A Experiência Meditativa
“A prática sem sabedoria é cega. A sabedoria sem
prática é fútil.” T. Krishnamacharya
A primeira vez que a maioria de nós ouviu a palavra
“meditação” foi, provavelmente, a partir do viés indiano ou japonês, alicerçada
em tradições como o yoga e o budismo. Porém, se pesquisarmos mais um pouco
veremos a meditação sendo usada também em caminhos religiosos como o Judaísmo
(método de oração chamado de Hitbodedut, tendo como um dos expoentes o Rabino
Nachman) e o Cristianismo (alguns dos religiosos conhecidos que difundiram a
meditação cristã são Thomas Merton, Dom John Main, Dom Lawrence Freeman e Jean
Yves Leloup) e, de forma não-religiosa, em vários sistemas modernos de
exploração da mente e do que é chamado de “autoconhecimento”. A ciência também
tem manifestado interesse no assunto e, assim, tem se ocupado de experiências
relativas a essa prática. Porém, o limite da ciência é grande no que se refere a
essa área. Até a filosofia se apresenta, muitas vezes, bastante resistente a
alguns conceitos mais tradicionais dos caminhos meditativos. Daniel Dennett,
reconhecido filósofo norte-americano, compara a meditação a vários outros
exercícios mentais como a realização de palavras cruzadas e, também, ao sono.
Porém, numa perspectiva menos rasa, a meditação é vista, tradicionalmente, como
um processo que se diferencia dos outros mecanismos meramente mentais.
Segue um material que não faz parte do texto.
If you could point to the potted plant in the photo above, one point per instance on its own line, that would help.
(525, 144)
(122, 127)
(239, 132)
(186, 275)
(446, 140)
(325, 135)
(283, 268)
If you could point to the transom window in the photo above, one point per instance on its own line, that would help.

Meditação, inicialmente, pode ser vista como um processo de
envolvimento da mente com um único objeto. Essa é a porta de entrada. Começamos
nos utilizando de uma mente que tem como hábito se relacionar com vários focos
num curto espaço de tempo e vamos, aos poucos, direcionando sua atenção a um
único objeto previamente escolhido. Da mente que é atraída por uma grande
variedade de estímulos sensoriais, passamos a uma mente que toma as rédeas do
seu direcionamento e se estabelece no objeto de sua escolha consciente. Da visão
apressada e múltipla passamos a uma visão sustentada e única. Eis a base da
preparação da capacidade meditativa. Vamos chamar isso de “unidirecionamento
horizontal”, onde optamos por proteger a relação com um único ponto de atenção
dentre os vários possíveis que se apresentam no mundo à volta. A principal
função dessa etapa é criar em nós a condição de conhecer o objeto com o qual nos
relacionamos, pois, uma vez que só podemos obter um conhecimento não-superficial
de algo a partir de uma relação íntima e de longo prazo, a sustentação da
atenção unidirecionada é essencial. Ou seja, em primeiro lugar, precisamos
resgatar a capacidade de apreciar um objeto específico por um tempo determinado
e a partir de uma escolha consciente. Rubem Alves, em seu texto “Escutatória”,
trata dessa apreciação, dessa atenção viva e comprometida. Ele cita, como base
de reflexão, a seguinte frase de Fernando Pessoa (Alberto Caeiro) “não é
bastante não ser cego para ver as árvores e as flores. É preciso também não ter
filosofia nenhuma”. Que possamos experimentar o sentido das palavras de Caeiro .
A apreciação, a escuta, precisa do tempo e do silêncio para completar a sua
função, para que seja sentida, absorvida e, ao fim, nos transforme.
Ainda assim, “unidirecionamento horizontal” não é tudo.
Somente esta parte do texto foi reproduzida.